One of the articles in the series states that the bird's ova start swelling in March and that the total time for mating ceremonies for European honey buzzards is unusually short for birds, so that the females are in real hurry to get the sex started.

**One is not supposed to anthropomorphize other animals but it's fun to do, sorry.  And neither is one supposed to worry that the tagging of the bird might have been why she made it too late last year and almost too late this year.  But I do.

Tuesday, June 02, 2015

'An Armed Society Is A Safe Society" Quoth Texas State Representative Jonathan Stickland


He's a Republican with a wolf smile:








Texas is now allowing students, faculty and staff over 21 years old to carry concealed weapons on college campuses, including in classrooms and professors' offices.  Delicious, because of the arms race aspect of this:  Imagine being a professor at one of those institutions, familiar with student anger after they receive bad grades.  Now you will feel forced to be armed to your teeth, too!

Does an Uzi fit inside a backpack?

Never mind.  I know that "the bad guys with the guns" won't be stopped by laws, but neither will they be stopped by "the good guys with guns."  Note that the police gets a lot of training with guns and they still hit bystanders when things get murky and  confusing.  Having lots of additional guns in the hands of untrained civilians is not going to make the resolution of mass shootings easier.   At least the Texas lawmakers should have thought about that.

Is an armed society actually safer?  Has Rep. Stickland actually researched his argument?  And if so, how does he explain the vastly greater numbers of gun deaths in the US than in the less armed societies?  Are gun deaths of and by toddlers and suicides from gun deaths counted in his mind?  What about accidentally shooting your neighbors?

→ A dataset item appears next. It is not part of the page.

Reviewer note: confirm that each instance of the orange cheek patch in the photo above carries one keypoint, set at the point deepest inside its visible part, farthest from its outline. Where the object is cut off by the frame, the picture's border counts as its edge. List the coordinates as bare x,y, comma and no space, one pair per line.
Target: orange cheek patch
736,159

Part of the problem, in my view, is that the NRA has turned the ownership of a dangerous and tricky tool into something like a human right without creating the commensurate human responsibility:  To be properly trained in the use of guns, to employ the necessary care in their storage, and to be responsible for the outcomes of all misuse.

Imagine a world where anyone, in almost any condition, and without any training should be allowed to drive an automobile anywhere, including off the roads or on either side of streets.  Then imagine that no car insurance would be required.

That's what the Texas concealed carry law sounds like to me.